The dalliances between Basil and Harriet as well as Regret and Lovey unfold with a more comedy-of-errors tone, replete with copious double-crosses and misunderstandings, which demand a certain momentum this movie cannot achieve. The catchall ending which resolves the four stories tries to link these two particular strands together with equal indifference. The twists they offer up are shrug-worthy, at best.
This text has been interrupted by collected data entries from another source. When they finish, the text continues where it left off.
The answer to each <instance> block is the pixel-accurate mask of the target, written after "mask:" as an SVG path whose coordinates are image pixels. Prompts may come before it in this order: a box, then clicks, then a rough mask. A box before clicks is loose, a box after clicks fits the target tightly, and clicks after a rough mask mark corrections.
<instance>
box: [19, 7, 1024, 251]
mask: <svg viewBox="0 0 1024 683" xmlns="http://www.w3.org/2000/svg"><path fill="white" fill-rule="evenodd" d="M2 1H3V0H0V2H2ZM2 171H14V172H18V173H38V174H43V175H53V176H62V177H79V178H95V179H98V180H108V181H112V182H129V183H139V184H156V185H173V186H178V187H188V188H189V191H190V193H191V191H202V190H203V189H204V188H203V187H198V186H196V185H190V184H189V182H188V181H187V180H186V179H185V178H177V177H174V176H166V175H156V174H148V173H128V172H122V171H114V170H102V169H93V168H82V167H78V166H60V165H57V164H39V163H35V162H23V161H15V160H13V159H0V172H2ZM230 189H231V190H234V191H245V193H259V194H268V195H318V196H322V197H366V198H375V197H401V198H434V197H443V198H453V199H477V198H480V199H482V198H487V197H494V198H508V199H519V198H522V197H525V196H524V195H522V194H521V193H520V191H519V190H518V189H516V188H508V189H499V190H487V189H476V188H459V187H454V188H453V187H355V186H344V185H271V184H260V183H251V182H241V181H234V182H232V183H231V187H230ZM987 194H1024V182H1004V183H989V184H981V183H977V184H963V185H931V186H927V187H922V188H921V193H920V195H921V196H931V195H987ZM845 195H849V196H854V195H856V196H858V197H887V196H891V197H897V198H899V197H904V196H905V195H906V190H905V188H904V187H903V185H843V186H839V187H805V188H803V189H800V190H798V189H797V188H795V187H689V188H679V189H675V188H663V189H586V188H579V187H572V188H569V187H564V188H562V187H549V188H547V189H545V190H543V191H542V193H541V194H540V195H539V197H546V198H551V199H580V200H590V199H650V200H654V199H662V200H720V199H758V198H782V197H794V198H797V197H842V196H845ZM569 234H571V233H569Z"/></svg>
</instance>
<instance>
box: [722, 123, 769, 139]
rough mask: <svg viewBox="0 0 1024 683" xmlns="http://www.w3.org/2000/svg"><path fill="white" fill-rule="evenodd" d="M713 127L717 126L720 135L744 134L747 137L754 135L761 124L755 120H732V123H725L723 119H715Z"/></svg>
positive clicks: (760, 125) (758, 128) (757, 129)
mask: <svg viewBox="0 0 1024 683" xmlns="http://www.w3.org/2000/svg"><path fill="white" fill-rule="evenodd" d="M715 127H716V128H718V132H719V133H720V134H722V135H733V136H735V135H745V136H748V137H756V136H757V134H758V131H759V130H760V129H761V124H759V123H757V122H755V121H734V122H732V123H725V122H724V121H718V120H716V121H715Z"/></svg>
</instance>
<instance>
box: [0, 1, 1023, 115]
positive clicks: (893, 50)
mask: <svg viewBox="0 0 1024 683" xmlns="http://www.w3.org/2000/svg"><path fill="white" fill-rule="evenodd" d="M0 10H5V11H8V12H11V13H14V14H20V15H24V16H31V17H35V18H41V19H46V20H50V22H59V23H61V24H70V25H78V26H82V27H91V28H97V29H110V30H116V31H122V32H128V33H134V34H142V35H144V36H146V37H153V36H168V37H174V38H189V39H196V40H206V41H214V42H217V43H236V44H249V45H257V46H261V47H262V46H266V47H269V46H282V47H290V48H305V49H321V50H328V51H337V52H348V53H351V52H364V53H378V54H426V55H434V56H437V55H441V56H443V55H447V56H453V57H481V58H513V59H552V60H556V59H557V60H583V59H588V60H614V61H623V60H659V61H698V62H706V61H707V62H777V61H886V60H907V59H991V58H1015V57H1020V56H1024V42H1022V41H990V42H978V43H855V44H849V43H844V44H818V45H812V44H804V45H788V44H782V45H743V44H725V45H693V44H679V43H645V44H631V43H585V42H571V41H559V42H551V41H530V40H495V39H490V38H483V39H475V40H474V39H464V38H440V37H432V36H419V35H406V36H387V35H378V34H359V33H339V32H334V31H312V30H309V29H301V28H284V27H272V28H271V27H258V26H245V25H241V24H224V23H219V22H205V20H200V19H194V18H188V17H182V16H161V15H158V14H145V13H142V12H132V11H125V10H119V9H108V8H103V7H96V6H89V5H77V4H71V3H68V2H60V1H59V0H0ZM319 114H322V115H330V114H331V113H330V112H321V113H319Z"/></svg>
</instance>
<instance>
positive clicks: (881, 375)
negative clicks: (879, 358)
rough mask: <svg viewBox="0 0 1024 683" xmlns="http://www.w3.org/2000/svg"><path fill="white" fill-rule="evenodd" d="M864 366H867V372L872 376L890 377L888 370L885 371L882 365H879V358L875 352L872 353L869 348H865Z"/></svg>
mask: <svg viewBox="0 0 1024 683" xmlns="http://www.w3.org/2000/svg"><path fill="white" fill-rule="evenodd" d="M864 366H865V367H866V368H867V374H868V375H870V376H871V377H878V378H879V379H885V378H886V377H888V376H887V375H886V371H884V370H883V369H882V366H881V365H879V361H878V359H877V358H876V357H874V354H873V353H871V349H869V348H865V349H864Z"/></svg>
Better to just appreciate Hortie's fantasy of the simple life, replete with chicken farm and an overnight wedding ceremony in Hackensack that doesn't require a blood test.

Brookner's not entirely without promise, though, especially in the handling of his wide variety of performers as well as the periodically perfect production design. The likes of Matt Dillon and Jennifer Grey don't appear to be stretching beyond their comfort zones (rascally and angsty, respectively), thus making for easy amiability. But Julie Hagerty builds upon her reputation as a grand comedienne (honed from Airplane! and Lost in America) with a chameleonic abandon as the politely repressed Harriet. And in taming the wild Madonna, here with a brunette bob reminiscent of Louise Brooks, Brookner coaxes the superstar into an honest-to-goodness performance, cheekier and less grating than either of her previous cinematic disasters.


As well as reliable turns from Esai Morales, Dinah Manoff and Ethan Phillips, Brookner's film is loaded with plenty of recognizable mugs even in the margins. There's a boyish Fisher Stevens as a practical joker named Hotfoot Harry, always on the lookout for shoes to torch; Richard Edson (Super Mario Bros. flashbacks, anyone?) as dice parlor emcee Johnny Crackow; Steve Buscemi as one of the bums Feet bests at the card game; Michael Wincott as Soupy Mike, the smirking fugitive tending bar at Harriet's Park Avenue palace, plus William S. Burroughs (the subject of Brookner's first doc) as her butler; Tony Longo as Crunch Sweeney, The Brain's right hand man and love interest for Miss Maud; Stephen McHattie as Red Henry, the gunsmith who antagonizes Handsome Jack; and Louis Zorich as Mindy, the restaurateur with the wavering policy towards serving bloodhounds.

Brookner also shows some humorous compositional flair, whether it be the sight of Hortie slow dancing with Feet, using his oversized cleats as a cushion, or the actual countdown to 1929 heralded through a montage of ticking clocks and barking dogs alongside the usual revelers.

But even after giving Brookner the benefit of the doubt, what Bloodhounds of Broadway reminds me most of is another screen adaptation made over a decade later, Rent. The original stage production was notoriously overcast by its creator Jonathan Larson's early death and the film version was so belated that by hiring both mainstream mogul Chris Columbus and the same actors who originated their roles, it was played way too safe. Brookner's legacy seems to parallel Larson's in as morbid and misfortunate a way. It's not a total bust, and I would watch this over Shanghai Surprise any day, but I don't feel like giving Bloodhounds of Broadway my love, my life, my all.